State-of-the-art biomolecular analysis is no longer limited to model organisms and is becoming routine in non-model organisms. Major drivers of this emerging bioanalytical capacity include increasing accessibility and quality of sequenced genomes as well as high-resolution fast-duty cycle mass spectrometers for proteomic analysis. In recent years there has been a dramatic decrease in sequencing cost along with an increase in the number of published eukaryotic genomes. Moreover, there are ongoing projects to sequence over 9,000 species (G10K and Earth Biogenome Projects). Despite this, currently many organisms do not have genome annotations available. NIST will assist or lead development of high-quality genome assemblies and gene annotations with partners, industry and other agencies (such as our efforts related to the Atlantic bottlenose dolphin).
Using comparative proteomics to evaluate a large, diverse group of non-model organisms creates unique and exciting research questions, opportunities and downstream products. Developing high-quality proteomic data for each species requires quality samples, genomic databases, acquiring data on cutting-edge mass spectrometers, and managing the data into an easily accessible and usable product. To make these results broadly applicable, initially blood will be used. Blood is typically available due to regular health monitoring, making it a readily available and rich resource. Blood also has the advantage of being proximate to most tissues, while also being relatively stable when it comes to many of the major constituents. Further, blood protein constituents cannot be predicted by mRNA transcript abundance. Using modern proteomic analysis of non-depleted serum/plasma, it is possible with two hours of instrument time to identify and provide relative quantification on 100 to 500 proteins. In order to take advantage of emerging proteomics techniques (such as data-independent acquisition), which may not be suitable for non-model organisms, NIST will be working alongside software and algorithm developers to ensure that these platforms can be used beyond human data sets. In order to compile and compare data across species, data tools will be developed to enable comparisons of homologous proteins across species. These data tools and data sets will be made publicly available on ProteomeXchange and MassIVE, as well as a web portal to aid in retrieval and species-species or protein-protein comparisons. This tool will allow researchers and comparative medicine departments to determine suitability of a comparative model beyond the presence or absence of a specific gene and will allow consideration of phenotypic backgrounds to influence research choice.
Phase 1 Goals/Milestones:
- Generate serum proteomic data from 25 different mammalian species that currently have genome annotations. One species (Atlantic bottlenose dolphin; Tursiops truncatus) will be selected to evaluate age and sex variability by analyzing 20 sera.

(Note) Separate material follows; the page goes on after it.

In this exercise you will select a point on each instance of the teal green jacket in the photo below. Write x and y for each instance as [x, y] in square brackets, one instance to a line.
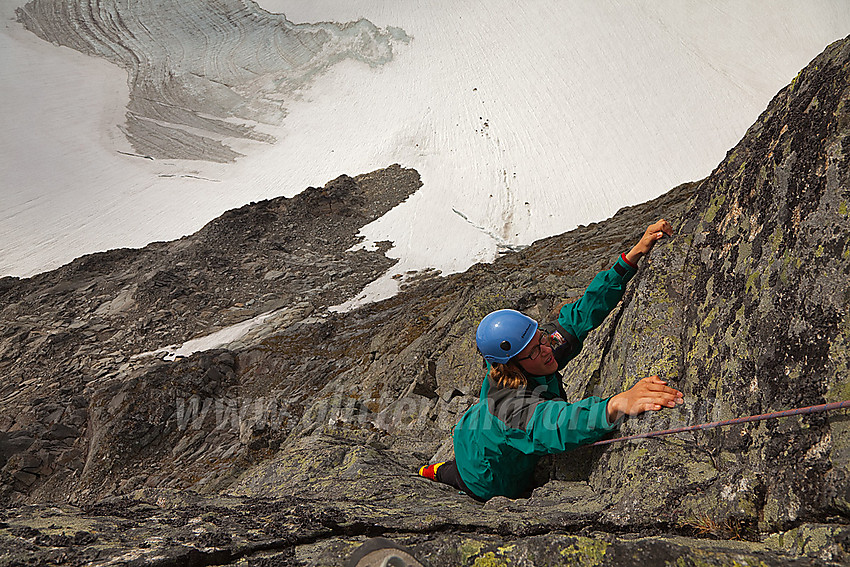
[499, 440]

- Develop a data tool to humanize identifications between species. NCBI Refseq annotations already rely on homology for gene annotations, and this tool will determine approved HGNC gene names and symbols where appropriate.

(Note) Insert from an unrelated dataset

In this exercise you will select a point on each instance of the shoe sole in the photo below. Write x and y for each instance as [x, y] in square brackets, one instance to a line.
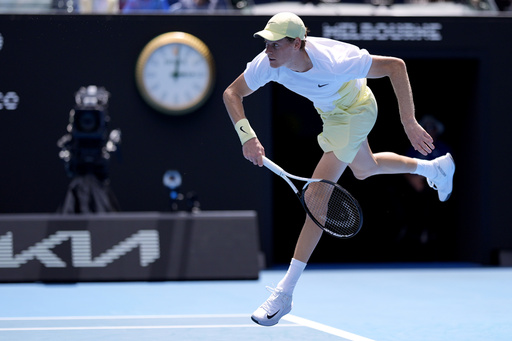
[270, 325]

- Make data publicly available on ProteomeXchange and MassIVE
- Develop a web portal to allow for easy species-species comparisons directed toward end-users that are not experts in proteomic technology.
Phase 2 Goals/Milestones:
- Generate proteomic data of serum from 50 additional mammalian species.
- Within the original 25 species, add larger sample sets from at least 10 individuals across age and sex.
- Begin generating plasma proteomes of species in phase 1
- Continued development of web portal.